If you were planning on travelling within or to or from the US this Spring but are restrained by the financial crisis engendered by the intractable conflict in Washington between the ideologies of those who want to cut spending and taxes and the social safety net and those who are not living in a parallel Randian dystopia of roaming gangs of welfare cheats and steaming sewer grates, there’s a bit of good news.
It turns out that even if after paying the health insurance premiums that make you the laughing stock of the rest of the civilised world and investing your tax reduction in enlightened and self-interested job creation you had enough to fly somewhere you wouldn’t want to anyhow. As part of the austerity measures imposed on it by the suicide pact signed by senate Democrats and Republicans last year as a means to narrowly dodge the wholly artificial debt-ceiling crisis, the Federal Aviation Administration (FAA) is shuttering some 149 control towers and simultaneously giving hundreds of air traffic controllers rolling three-day weekends. There are those who think that this might have some impact on air traffic.
The most positive, happy-clown-on-valium perspective is that there’ll be some delays. While almost certainly true, this view seems to betray a limited grasp of the big picture. Presumably every air traffic controller we have — and will have and until April 7 when this total capitulation to political petulance kicks in — performs some sort of role in the safe and smooth operation of US air traffic.
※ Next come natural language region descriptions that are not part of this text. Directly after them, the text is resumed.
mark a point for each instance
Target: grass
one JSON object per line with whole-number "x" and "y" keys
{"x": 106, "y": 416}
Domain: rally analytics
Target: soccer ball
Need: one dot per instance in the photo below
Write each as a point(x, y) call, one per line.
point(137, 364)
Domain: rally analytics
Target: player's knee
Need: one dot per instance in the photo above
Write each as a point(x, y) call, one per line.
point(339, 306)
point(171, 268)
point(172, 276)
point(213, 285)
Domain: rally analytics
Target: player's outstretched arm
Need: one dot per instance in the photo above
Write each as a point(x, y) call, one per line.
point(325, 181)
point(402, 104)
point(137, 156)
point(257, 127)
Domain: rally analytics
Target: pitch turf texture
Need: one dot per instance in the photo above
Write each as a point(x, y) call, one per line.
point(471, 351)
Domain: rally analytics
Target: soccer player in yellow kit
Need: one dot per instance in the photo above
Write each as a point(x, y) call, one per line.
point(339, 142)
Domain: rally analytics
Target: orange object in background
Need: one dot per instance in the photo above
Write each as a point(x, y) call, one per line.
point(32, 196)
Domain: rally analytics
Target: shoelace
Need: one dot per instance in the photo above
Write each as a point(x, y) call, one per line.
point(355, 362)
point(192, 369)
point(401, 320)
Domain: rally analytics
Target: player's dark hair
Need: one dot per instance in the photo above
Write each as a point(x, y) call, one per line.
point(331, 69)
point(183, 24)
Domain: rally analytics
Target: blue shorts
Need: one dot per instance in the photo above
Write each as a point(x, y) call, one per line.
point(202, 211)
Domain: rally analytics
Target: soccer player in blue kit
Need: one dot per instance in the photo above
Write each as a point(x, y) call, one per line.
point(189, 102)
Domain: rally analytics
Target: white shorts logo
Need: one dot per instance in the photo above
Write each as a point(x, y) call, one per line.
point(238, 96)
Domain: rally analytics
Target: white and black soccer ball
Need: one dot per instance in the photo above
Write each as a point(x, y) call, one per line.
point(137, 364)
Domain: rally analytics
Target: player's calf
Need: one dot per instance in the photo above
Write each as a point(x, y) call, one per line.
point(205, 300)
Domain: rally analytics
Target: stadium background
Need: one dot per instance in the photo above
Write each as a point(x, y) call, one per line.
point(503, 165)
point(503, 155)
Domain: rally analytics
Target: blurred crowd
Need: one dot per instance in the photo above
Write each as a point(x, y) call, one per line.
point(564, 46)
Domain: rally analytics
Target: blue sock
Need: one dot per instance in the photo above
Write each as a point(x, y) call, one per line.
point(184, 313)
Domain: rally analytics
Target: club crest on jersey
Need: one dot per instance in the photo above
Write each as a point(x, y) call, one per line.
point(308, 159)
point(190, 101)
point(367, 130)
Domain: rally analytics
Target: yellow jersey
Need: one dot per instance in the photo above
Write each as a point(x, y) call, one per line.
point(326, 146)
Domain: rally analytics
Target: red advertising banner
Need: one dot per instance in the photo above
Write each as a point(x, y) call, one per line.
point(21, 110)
Even if that role is redundant backup, it’s redundant backup that — during an era of lush abundance that afforded the luxury of air safety — somebody who studies these things thought was at least a good idea, if not absolutely necessary. Some things — say taking on a mortgage or selecting a gift for a child — should be planned in crisis mode. Others need to be planned in an environment of ostentatious luxury and the assumption that you’re going to be able to pay for all the silk lining and brass knobs that the dealer offers. Among these things is air traffic control.
Cold comfort is that the closings are limited to small and mid-sized airports, unless of course you happen to be flying into or out of small to mid-sized airports, and in any case the rolling four-day weeks and subsequent manpower shortages apply across the board. More worrying still is the icy sang-froid with which this announcement is delivered from the FAA, which claims that service will be largely unaffected and in any case the towers to be closed only add to the 5000 airports nationwide that already operate without them. In these cases pilots follow existing FAA procedures for underserviced airports and radio each other to negotiate right-of-way.
So the bad news is that there are certainly going to be worse delays than usual this Spring and for as long as it takes a mature and reasoned consensus to be reached in Washington, so in pretty much forever. Let’s hope that’s as bad as the news gets.